In his article titled “Seven Deadly Sins of Sales Forecasting” in the March 28 edition of APICS extra, Fred Tolbert compiled a useful list of bad practices than can worsen our forecasting, inventory management, and customer service results. I particularly liked Deadly Sin #5: Senior Management Meddling, and wrote about it on The Business Forecasting Deal blog. However, I did have some issue with Deadly Sin #1, Using Shipment History, which we will discuss here.
The historical “demand” we feed into our statistical forecasting models play a role in the appropriateness of the forecasts we generate. This history should represent what our customers wanted, and when they wanted it, so any patterns of demand behavior can be projected into the future.
We often misrepresent demand history by attributing demand to the wrong time bucket, or in the wrong quantity. Tolbert shows how easy this can be if we use shipment history to represent demand.
Suppose you receive an order for 1000 units for delivery in July, but are unable to ship until September. If we say that Demand=0 in July (because nothing was shipped) and Demand=1000 in September (when the shipment was made), this doesn’t seem right. The shipments don’t seem to represent the “true demand” of the customer.
Tolbert states, “The appropriate response is to post the 1,000 units as July history for sales forecasting purposes.” But this assumes that Order = Demand, and I’m not convinced this is correct. There are many situations where an order does not represent what the customer truly demands, for example:
- An unfillable order may be rejected by the company or cancelled by the customer (so no “demand” appears in the history).

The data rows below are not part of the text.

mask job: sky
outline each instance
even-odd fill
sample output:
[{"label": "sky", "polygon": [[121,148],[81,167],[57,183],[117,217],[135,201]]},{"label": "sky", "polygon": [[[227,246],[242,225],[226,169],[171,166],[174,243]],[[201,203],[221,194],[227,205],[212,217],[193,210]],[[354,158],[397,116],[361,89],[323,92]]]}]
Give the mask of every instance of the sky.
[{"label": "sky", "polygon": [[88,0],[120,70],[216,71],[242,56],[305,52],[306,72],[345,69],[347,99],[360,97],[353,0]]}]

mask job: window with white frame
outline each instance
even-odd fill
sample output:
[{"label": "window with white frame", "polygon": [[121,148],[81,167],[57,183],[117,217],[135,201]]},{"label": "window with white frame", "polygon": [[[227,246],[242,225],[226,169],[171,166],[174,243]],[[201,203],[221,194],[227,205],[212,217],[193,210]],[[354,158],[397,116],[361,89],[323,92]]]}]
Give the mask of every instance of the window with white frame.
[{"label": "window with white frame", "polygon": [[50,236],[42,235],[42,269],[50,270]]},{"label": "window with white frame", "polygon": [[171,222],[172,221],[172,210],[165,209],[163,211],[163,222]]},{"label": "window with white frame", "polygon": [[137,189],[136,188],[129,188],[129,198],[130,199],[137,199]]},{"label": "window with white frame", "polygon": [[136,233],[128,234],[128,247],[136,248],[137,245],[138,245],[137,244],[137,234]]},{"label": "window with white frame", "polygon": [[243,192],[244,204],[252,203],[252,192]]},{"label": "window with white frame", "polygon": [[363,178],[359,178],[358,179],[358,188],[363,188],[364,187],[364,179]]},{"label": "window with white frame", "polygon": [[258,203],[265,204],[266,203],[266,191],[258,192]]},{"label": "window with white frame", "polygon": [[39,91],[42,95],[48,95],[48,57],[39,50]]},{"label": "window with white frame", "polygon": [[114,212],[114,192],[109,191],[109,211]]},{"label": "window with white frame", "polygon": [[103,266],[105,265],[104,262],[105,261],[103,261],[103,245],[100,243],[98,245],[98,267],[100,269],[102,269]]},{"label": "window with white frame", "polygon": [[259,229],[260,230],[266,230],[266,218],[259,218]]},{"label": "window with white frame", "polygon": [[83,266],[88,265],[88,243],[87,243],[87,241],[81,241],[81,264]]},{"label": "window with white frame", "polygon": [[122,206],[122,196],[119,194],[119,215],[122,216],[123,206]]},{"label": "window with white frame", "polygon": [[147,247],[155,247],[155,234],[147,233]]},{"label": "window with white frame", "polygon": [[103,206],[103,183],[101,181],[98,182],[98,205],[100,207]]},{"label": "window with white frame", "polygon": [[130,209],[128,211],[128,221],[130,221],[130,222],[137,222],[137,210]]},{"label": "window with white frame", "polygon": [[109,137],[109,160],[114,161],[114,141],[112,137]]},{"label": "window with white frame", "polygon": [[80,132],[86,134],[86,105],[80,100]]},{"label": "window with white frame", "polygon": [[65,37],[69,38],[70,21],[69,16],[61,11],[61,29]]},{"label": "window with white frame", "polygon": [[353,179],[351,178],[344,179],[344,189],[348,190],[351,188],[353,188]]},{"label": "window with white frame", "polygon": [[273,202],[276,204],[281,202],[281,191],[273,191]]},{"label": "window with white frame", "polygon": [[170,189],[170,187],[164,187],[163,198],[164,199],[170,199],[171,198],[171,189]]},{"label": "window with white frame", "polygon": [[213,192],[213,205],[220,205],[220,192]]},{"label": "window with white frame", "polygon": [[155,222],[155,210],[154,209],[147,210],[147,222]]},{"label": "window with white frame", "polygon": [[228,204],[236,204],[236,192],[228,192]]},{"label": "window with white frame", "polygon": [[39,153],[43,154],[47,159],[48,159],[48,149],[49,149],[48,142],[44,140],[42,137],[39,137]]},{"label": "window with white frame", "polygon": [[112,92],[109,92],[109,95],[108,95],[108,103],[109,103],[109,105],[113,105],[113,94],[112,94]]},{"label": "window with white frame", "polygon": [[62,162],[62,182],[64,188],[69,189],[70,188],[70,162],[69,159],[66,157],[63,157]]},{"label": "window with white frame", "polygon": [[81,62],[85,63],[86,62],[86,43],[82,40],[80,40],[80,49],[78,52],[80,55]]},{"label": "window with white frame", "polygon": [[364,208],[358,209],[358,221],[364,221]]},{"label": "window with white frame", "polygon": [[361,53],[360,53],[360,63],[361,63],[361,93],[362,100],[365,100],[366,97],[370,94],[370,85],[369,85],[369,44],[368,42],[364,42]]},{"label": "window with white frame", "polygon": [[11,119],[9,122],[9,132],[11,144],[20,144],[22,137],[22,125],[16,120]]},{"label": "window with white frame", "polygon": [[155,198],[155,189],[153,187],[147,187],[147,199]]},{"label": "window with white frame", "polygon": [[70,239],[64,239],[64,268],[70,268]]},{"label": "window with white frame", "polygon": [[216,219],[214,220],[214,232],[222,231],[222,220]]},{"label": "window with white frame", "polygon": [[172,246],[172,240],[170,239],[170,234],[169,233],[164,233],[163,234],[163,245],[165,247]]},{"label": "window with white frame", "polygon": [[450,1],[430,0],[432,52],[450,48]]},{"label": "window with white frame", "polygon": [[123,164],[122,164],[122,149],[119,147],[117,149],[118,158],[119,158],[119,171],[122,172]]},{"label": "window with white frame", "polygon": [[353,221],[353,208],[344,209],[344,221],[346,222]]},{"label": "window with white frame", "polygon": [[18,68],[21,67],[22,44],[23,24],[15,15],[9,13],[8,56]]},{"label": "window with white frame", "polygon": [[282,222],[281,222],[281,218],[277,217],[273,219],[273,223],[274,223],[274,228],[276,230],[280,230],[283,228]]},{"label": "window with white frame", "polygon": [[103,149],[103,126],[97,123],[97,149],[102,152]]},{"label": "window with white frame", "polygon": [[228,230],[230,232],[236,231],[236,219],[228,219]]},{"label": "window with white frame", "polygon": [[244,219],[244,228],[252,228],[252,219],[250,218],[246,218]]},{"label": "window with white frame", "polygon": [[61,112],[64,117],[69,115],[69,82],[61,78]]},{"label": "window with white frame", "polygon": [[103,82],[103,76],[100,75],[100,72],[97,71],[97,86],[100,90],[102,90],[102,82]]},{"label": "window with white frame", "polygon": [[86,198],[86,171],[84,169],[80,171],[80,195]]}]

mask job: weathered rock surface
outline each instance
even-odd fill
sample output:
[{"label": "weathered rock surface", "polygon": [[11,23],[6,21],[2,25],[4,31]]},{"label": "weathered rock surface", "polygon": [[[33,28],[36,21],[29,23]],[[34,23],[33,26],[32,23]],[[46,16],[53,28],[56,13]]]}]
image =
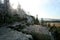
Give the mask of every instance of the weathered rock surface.
[{"label": "weathered rock surface", "polygon": [[51,40],[53,39],[53,36],[51,35],[51,32],[49,32],[49,28],[47,27],[42,27],[41,25],[30,25],[29,27],[23,29],[23,32],[28,32],[28,33],[39,33],[39,34],[44,34],[44,35],[49,35],[51,36]]},{"label": "weathered rock surface", "polygon": [[32,40],[31,35],[23,34],[22,32],[14,31],[6,27],[0,28],[0,40]]},{"label": "weathered rock surface", "polygon": [[39,32],[43,34],[49,34],[47,27],[42,27],[40,25],[30,25],[29,27],[23,29],[24,31],[30,31],[30,32]]}]

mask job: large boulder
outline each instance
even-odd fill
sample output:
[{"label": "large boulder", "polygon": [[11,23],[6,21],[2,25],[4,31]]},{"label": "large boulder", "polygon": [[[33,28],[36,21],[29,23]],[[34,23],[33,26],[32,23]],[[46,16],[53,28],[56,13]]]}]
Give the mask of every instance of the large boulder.
[{"label": "large boulder", "polygon": [[41,25],[30,25],[29,27],[23,29],[22,32],[31,34],[34,40],[54,40],[48,28],[42,27]]},{"label": "large boulder", "polygon": [[0,28],[0,40],[32,40],[31,35],[23,34],[9,28]]}]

- An unfilled order may be rolled ahead into future time buckets so “demand” is overstated, re-appearing in each time bucket until the order is filled or cancelled.
- If customers anticipate a shortage, they may inflate their orders in hopes of capturing a larger share of what’s available so “demand” appears higher than it really is.
- If customers anticipate a shortage they may withhold orders, change orders to different (substitute) products, or redirect their orders to alternative suppliers so “demand” appears less than it really is.
“True demand” is a nebulous concept that can be very difficult to capture with the data readily available to us. Unless we service our customers perfectly, in which case Orders = Shipments = Demand, then neither orders nor shipments are a perfect indicator.
Perhaps this Deadly Sin should be restated to read “Assuming you can know true demand” – because you probably can’t. However, as a practical matter for forecasting purposes, it should be good enough to feed our systems with “demand history” that is reasonably close to what true demand really is. When you consider that the typical SKU forecasting error is 30%, 40%, 50% or even more, does it really matter that your history is off by a few percentage points? Probably not.